Pour attaquer la deuxième phase des négociations, la CNAM a sorti le grand jeu. L'assurance-maladie a proposé d'inscrire dans la prochaine convention une aide de 50 000 euros pour tout médecin – jeune ou moins jeune – qui s’engagerait à s’installer pendant trois ans dans une zone fragile. Cette aide serait versée en deux temps – 25 000 euros à l’installation, 25 000 euros l’année suivante – au praticien qui prendrait ses fonctions en cabinet de groupe ou appartiendrait à une communauté professionnelle territoriale de santé (CPST).
Autre proposition : un « contrat de transition » pour accompagner cette fois les médecins sexagénaires qui préparent leur succession dans un secteur fragile. Tout praticien de plus de 60 ans bénéficierait pendant trois ans d’une majoration de 10 % de ses honoraires (plafonnée à 20 000 euros annuels) s’il accueille un médecin associé nouvel installé âgé de moins de 50 ans.
Enfin, le contrat santé solidarité, qui encourage l'activité secondaire par un bonus financier, serait assoupli en permettant aux médecins d'y adhérer s'ils réalisent seulement14 vacations dans un territoire déficitaire au lieu de 28 actuellement.
« Nous espérons que ces aides concerneront davantage de médecins que dans la dernière convention, précise au "Quotidien" Nicolas Revel, DG de la CNAM. L’objectif est d’augmenter le nombre d’installations de médecins dans les zones ou la pénurie est la plus forte ». Difficile de faire pire : sur 485 médecins signataires de l’actuelle option démographie en 2013 ou 2014, seulement 190 étaient de nouveaux installés, l’aide à l’activité ayant bénéficié prioritairement aux praticiens déjà en activité dans la zone.
Fort et lisible
La nouvelle aide forfaitaire de la Sécu semble, cette fois, substantielle. Avec l'ex dispositif, « un jeune installé percevait environ 11 000 euros par an sur trois ans, affirme le directeur de la CNAM. Nous proposons quelque chose de plus fort, plus lisible et incitatif en mettant sur la table 50 000 euros dont il peut disposer pour moitié tout de suite. » L’idée est d'arrêter de rémunérer par un surcroît d’honoraires les médecins déjà installés dans les déserts et de réinjecter cet argent sur les installations et la transition (compagnonnage).

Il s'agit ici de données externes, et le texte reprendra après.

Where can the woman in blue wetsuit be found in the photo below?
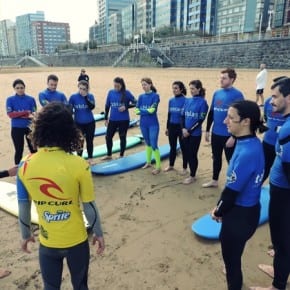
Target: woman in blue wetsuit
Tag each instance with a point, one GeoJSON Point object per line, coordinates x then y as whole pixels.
{"type": "Point", "coordinates": [82, 104]}
{"type": "Point", "coordinates": [119, 101]}
{"type": "Point", "coordinates": [194, 113]}
{"type": "Point", "coordinates": [238, 207]}
{"type": "Point", "coordinates": [173, 127]}
{"type": "Point", "coordinates": [20, 108]}
{"type": "Point", "coordinates": [146, 107]}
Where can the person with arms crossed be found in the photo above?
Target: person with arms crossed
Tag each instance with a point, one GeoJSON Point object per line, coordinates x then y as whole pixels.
{"type": "Point", "coordinates": [119, 100]}
{"type": "Point", "coordinates": [221, 140]}
{"type": "Point", "coordinates": [239, 205]}
{"type": "Point", "coordinates": [194, 113]}
{"type": "Point", "coordinates": [173, 125]}
{"type": "Point", "coordinates": [261, 81]}
{"type": "Point", "coordinates": [57, 189]}
{"type": "Point", "coordinates": [51, 94]}
{"type": "Point", "coordinates": [82, 104]}
{"type": "Point", "coordinates": [279, 207]}
{"type": "Point", "coordinates": [20, 108]}
{"type": "Point", "coordinates": [146, 107]}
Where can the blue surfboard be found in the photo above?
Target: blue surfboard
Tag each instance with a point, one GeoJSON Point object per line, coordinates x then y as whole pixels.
{"type": "Point", "coordinates": [102, 130]}
{"type": "Point", "coordinates": [99, 117]}
{"type": "Point", "coordinates": [207, 228]}
{"type": "Point", "coordinates": [127, 163]}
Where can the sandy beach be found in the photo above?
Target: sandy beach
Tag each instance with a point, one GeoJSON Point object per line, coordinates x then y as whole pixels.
{"type": "Point", "coordinates": [146, 219]}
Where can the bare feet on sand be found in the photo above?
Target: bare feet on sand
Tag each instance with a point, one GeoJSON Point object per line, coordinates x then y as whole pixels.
{"type": "Point", "coordinates": [4, 273]}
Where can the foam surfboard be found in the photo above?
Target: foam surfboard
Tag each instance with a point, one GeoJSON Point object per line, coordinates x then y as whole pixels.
{"type": "Point", "coordinates": [102, 130]}
{"type": "Point", "coordinates": [207, 228]}
{"type": "Point", "coordinates": [99, 117]}
{"type": "Point", "coordinates": [9, 202]}
{"type": "Point", "coordinates": [101, 150]}
{"type": "Point", "coordinates": [127, 163]}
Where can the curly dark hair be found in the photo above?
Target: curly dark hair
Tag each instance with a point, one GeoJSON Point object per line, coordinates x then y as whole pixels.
{"type": "Point", "coordinates": [54, 127]}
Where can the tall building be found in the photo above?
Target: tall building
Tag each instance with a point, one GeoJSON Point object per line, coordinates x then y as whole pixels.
{"type": "Point", "coordinates": [105, 9]}
{"type": "Point", "coordinates": [47, 36]}
{"type": "Point", "coordinates": [7, 38]}
{"type": "Point", "coordinates": [235, 16]}
{"type": "Point", "coordinates": [25, 39]}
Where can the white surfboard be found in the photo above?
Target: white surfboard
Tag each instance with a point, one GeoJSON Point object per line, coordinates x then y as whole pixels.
{"type": "Point", "coordinates": [9, 202]}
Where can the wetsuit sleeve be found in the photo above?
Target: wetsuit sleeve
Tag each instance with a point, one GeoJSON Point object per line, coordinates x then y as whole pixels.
{"type": "Point", "coordinates": [93, 217]}
{"type": "Point", "coordinates": [24, 210]}
{"type": "Point", "coordinates": [42, 99]}
{"type": "Point", "coordinates": [4, 173]}
{"type": "Point", "coordinates": [90, 101]}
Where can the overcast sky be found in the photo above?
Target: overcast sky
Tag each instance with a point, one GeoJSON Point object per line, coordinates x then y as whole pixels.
{"type": "Point", "coordinates": [79, 14]}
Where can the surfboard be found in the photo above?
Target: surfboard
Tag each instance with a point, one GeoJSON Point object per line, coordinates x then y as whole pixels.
{"type": "Point", "coordinates": [9, 202]}
{"type": "Point", "coordinates": [127, 163]}
{"type": "Point", "coordinates": [101, 150]}
{"type": "Point", "coordinates": [102, 130]}
{"type": "Point", "coordinates": [99, 117]}
{"type": "Point", "coordinates": [207, 228]}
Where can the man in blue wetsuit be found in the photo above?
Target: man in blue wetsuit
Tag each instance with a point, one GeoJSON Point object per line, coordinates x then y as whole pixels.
{"type": "Point", "coordinates": [279, 208]}
{"type": "Point", "coordinates": [51, 94]}
{"type": "Point", "coordinates": [220, 138]}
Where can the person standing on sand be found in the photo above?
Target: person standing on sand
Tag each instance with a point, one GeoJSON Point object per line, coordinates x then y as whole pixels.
{"type": "Point", "coordinates": [82, 104]}
{"type": "Point", "coordinates": [194, 113]}
{"type": "Point", "coordinates": [279, 207]}
{"type": "Point", "coordinates": [146, 107]}
{"type": "Point", "coordinates": [239, 205]}
{"type": "Point", "coordinates": [57, 190]}
{"type": "Point", "coordinates": [221, 140]}
{"type": "Point", "coordinates": [119, 100]}
{"type": "Point", "coordinates": [83, 76]}
{"type": "Point", "coordinates": [20, 108]}
{"type": "Point", "coordinates": [173, 125]}
{"type": "Point", "coordinates": [5, 173]}
{"type": "Point", "coordinates": [261, 81]}
{"type": "Point", "coordinates": [51, 94]}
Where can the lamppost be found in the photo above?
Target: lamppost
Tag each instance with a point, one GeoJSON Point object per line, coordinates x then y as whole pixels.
{"type": "Point", "coordinates": [153, 34]}
{"type": "Point", "coordinates": [141, 36]}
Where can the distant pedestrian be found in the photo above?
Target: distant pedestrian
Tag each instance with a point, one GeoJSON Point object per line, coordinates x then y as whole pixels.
{"type": "Point", "coordinates": [83, 76]}
{"type": "Point", "coordinates": [51, 94]}
{"type": "Point", "coordinates": [261, 81]}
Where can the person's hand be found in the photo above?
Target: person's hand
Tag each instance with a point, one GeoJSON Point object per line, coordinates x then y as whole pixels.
{"type": "Point", "coordinates": [24, 244]}
{"type": "Point", "coordinates": [185, 133]}
{"type": "Point", "coordinates": [207, 137]}
{"type": "Point", "coordinates": [214, 217]}
{"type": "Point", "coordinates": [13, 171]}
{"type": "Point", "coordinates": [122, 108]}
{"type": "Point", "coordinates": [230, 142]}
{"type": "Point", "coordinates": [101, 244]}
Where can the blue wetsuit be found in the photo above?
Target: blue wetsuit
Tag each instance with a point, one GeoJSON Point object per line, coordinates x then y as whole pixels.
{"type": "Point", "coordinates": [279, 209]}
{"type": "Point", "coordinates": [174, 129]}
{"type": "Point", "coordinates": [194, 112]}
{"type": "Point", "coordinates": [118, 120]}
{"type": "Point", "coordinates": [274, 122]}
{"type": "Point", "coordinates": [48, 96]}
{"type": "Point", "coordinates": [239, 205]}
{"type": "Point", "coordinates": [222, 99]}
{"type": "Point", "coordinates": [148, 121]}
{"type": "Point", "coordinates": [18, 109]}
{"type": "Point", "coordinates": [84, 118]}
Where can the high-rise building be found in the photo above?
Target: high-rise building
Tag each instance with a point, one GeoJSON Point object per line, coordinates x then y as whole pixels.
{"type": "Point", "coordinates": [235, 16]}
{"type": "Point", "coordinates": [105, 9]}
{"type": "Point", "coordinates": [47, 36]}
{"type": "Point", "coordinates": [25, 39]}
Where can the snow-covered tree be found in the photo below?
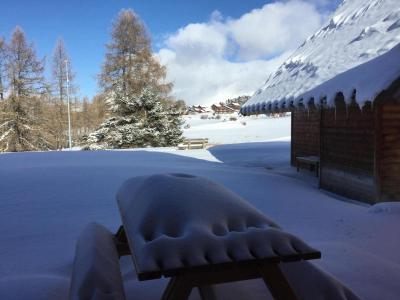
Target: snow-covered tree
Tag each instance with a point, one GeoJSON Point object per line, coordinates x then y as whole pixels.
{"type": "Point", "coordinates": [21, 116]}
{"type": "Point", "coordinates": [134, 87]}
{"type": "Point", "coordinates": [142, 122]}
{"type": "Point", "coordinates": [2, 67]}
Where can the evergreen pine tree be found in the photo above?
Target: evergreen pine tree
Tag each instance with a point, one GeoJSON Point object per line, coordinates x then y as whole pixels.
{"type": "Point", "coordinates": [21, 122]}
{"type": "Point", "coordinates": [132, 80]}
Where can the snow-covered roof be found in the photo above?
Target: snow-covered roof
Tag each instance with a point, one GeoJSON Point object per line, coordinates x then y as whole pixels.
{"type": "Point", "coordinates": [358, 49]}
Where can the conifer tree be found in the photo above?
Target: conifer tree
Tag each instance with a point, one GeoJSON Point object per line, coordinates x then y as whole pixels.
{"type": "Point", "coordinates": [134, 88]}
{"type": "Point", "coordinates": [21, 124]}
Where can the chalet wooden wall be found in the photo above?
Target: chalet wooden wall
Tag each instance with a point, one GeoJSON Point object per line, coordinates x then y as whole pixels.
{"type": "Point", "coordinates": [305, 133]}
{"type": "Point", "coordinates": [348, 150]}
{"type": "Point", "coordinates": [389, 144]}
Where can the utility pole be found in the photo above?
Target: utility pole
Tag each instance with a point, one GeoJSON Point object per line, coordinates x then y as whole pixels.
{"type": "Point", "coordinates": [69, 110]}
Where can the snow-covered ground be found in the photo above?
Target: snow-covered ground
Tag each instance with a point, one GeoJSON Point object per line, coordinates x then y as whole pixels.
{"type": "Point", "coordinates": [46, 199]}
{"type": "Point", "coordinates": [241, 130]}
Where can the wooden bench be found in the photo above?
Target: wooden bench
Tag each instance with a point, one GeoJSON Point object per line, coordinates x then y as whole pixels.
{"type": "Point", "coordinates": [311, 161]}
{"type": "Point", "coordinates": [96, 273]}
{"type": "Point", "coordinates": [212, 236]}
{"type": "Point", "coordinates": [193, 144]}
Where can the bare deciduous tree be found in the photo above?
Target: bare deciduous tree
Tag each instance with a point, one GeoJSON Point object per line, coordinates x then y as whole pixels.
{"type": "Point", "coordinates": [21, 124]}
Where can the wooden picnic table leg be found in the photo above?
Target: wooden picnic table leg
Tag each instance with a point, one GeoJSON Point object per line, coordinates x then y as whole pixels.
{"type": "Point", "coordinates": [121, 242]}
{"type": "Point", "coordinates": [178, 288]}
{"type": "Point", "coordinates": [276, 282]}
{"type": "Point", "coordinates": [207, 292]}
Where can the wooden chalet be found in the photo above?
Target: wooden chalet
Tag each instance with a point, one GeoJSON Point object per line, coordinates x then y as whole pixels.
{"type": "Point", "coordinates": [357, 140]}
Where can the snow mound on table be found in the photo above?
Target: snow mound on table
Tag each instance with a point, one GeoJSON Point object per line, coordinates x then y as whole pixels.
{"type": "Point", "coordinates": [179, 220]}
{"type": "Point", "coordinates": [359, 31]}
{"type": "Point", "coordinates": [385, 208]}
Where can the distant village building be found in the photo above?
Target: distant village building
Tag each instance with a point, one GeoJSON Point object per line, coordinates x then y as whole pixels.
{"type": "Point", "coordinates": [222, 109]}
{"type": "Point", "coordinates": [197, 109]}
{"type": "Point", "coordinates": [356, 139]}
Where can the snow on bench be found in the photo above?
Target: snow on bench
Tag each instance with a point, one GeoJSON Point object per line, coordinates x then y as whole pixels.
{"type": "Point", "coordinates": [96, 273]}
{"type": "Point", "coordinates": [311, 161]}
{"type": "Point", "coordinates": [193, 144]}
{"type": "Point", "coordinates": [199, 233]}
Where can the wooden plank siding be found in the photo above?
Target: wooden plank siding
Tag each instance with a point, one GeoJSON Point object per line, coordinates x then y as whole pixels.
{"type": "Point", "coordinates": [389, 148]}
{"type": "Point", "coordinates": [347, 150]}
{"type": "Point", "coordinates": [305, 133]}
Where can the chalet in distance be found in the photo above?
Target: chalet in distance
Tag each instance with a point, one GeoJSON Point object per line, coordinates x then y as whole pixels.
{"type": "Point", "coordinates": [352, 123]}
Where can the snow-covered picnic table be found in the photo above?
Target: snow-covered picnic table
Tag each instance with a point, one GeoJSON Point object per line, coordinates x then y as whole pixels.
{"type": "Point", "coordinates": [199, 233]}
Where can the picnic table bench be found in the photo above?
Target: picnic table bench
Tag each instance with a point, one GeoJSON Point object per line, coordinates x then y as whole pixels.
{"type": "Point", "coordinates": [311, 161]}
{"type": "Point", "coordinates": [200, 234]}
{"type": "Point", "coordinates": [197, 233]}
{"type": "Point", "coordinates": [198, 143]}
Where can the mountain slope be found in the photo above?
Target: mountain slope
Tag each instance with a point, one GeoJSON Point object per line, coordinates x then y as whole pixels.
{"type": "Point", "coordinates": [358, 32]}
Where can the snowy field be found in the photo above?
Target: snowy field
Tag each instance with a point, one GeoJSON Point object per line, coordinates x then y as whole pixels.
{"type": "Point", "coordinates": [46, 199]}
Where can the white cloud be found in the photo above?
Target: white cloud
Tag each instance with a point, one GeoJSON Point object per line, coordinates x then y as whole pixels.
{"type": "Point", "coordinates": [222, 58]}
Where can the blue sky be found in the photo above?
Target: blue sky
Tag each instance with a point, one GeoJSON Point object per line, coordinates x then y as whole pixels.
{"type": "Point", "coordinates": [84, 25]}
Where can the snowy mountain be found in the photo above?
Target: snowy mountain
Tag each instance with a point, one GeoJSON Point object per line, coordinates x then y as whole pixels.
{"type": "Point", "coordinates": [359, 31]}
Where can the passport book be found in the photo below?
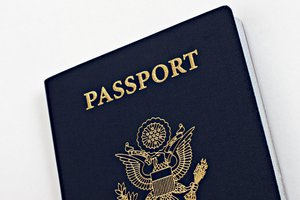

La profession salue (en partie) cette approche. « Cette proposition va dans le bon sens, avec une aide importante au moment de l’installation, quand les médecins en ont besoin, observe le Dr Claude Leicher, président de MG France. Mais il faut que ces aides puissent concerner un maximum de médecins. » Pour l'heure, la CNAM n'a pas précisé son objectif d'installations ni l'enveloppe allouée. « Ces propositions tranchent avec les demi-mesures proposées jusqu’à présent, elles peuvent motiver les jeunes », analyse aussi le Dr Bertrand de Rochambeau, co-président du BLOC.
Plus réservé, le Dr Jean-Paul Ortiz, président de la CSMF, juge que l'aide forfaitaire quoique « très incitative » est « en grande partie du recyclage ». Il réclame surtout que les aides aujourd'hui allouées aux quelque 2 000 médecins qui exercent en zone sous dense ne soient pas brutalement supprimées (15 000 euros par an en moyenne). La branche généraliste de la CSMF (UNOF) prévient même qu'elle s’opposera à tout texte qui ne maintiendrait pas une incitation pour l’ensemble des médecins généralistes installés dans les zones fragiles.
Quant au Dr Éric Henry, président du SML, il fait valoir que ces nouveaux forfaits à l'installation n'auront d'impact que si les ARS « élargissent les zones sous-denses ».
La relève attentive
La jeune génération juge également « intéressante » la somme annoncée mais reste vigilante. « Il faudra voir concrètement comment se met en place cette aide et si les conditions ne sont pas trop contraignantes », met en garde Sébastien Foucher, président de l’Association nationale des étudiants en médecine de France (ANEMF). « ll ne faut pas que l'adhésion à une communauté de professionnels soit une condition sine qua non à l'obtention de l'aide », ajoute Jacques-Olivier Dauberton, président du Regroupement autonome des généralistes, jeunes installés et remplaçants (REAGJIR).
Les jeunes souhaitent également que les 50 000 euros de prime à l'installation soient exonérés de charges. Et rappellent enfin que les installations en libéral supposent des avancées sur la protection sociale (prise en charge des IJ dès le 14e jour et congé maternité de trois mois pour toutes les femmes médecins y compris en secteur II).